Name: Keara Hayes

# Due 4/26/2022

In [77]:
import pandas as pd
from sklearn.feature_extraction.text import TfidfVectorizer
from sklearn.metrics.pairwise import linear_kernel
import numpy as np

Using a Netflix database CSV, we can use TFIDF or "term frequency–inverse document frequency" to recommend what to watch next based on what you've just finished. TFIDF looks at the frequency with which words appear to give similarity scores. This code expands and improves [this code](https://colab.research.google.com/drive/1NkUvrLdIQ_QoSl4kfP6XQvWC4xsU-2Ic#sandboxMode=true), which is based on a workshop given by Rounak Banik. The example code (found by Sania) is simplistic and does not give sophisticated recommendations. This new and improved code takes ideas and techniques presented there and expands them.

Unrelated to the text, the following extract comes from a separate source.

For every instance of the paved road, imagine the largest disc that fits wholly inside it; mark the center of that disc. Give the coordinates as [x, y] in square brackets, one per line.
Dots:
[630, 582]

To start, input the name of the movie/show you've just watched.

In [115]:
# input a movie or TV show title

title = 'Star Trek'

Next, the database we've been using needs to be loaded in. That database can be found [here](https://www.kaggle.com/datasets/shivamb/netflix-shows). 

In [116]:
# load in the Netflix library
netflix = pd.read_csv("netflix_titles.csv")

Next, the database needs some cleaning. Unimportant columns, like the date it was added to Netflix, the duration of the movie/film, etc are dropped. NaNs are filled with empty strings to prevent errors.

In [117]:
# take out some of the things we care less about
netflix_simple = netflix.drop(['date_added', 'release_year', 'duration'], axis = 1)

# fill in any NaNs with empty strings so the vectorizing doesn't break
netflix_simple.fillna("", inplace=True)

Here we begin pulling our sorting categories. The simplest ones to use with sklearn's TFIDF are the title and description, which are merged together into a single category.

In [125]:
# things that don't need extra manipulation
titledesc = netflix_simple['description'] + netflix_simple['title']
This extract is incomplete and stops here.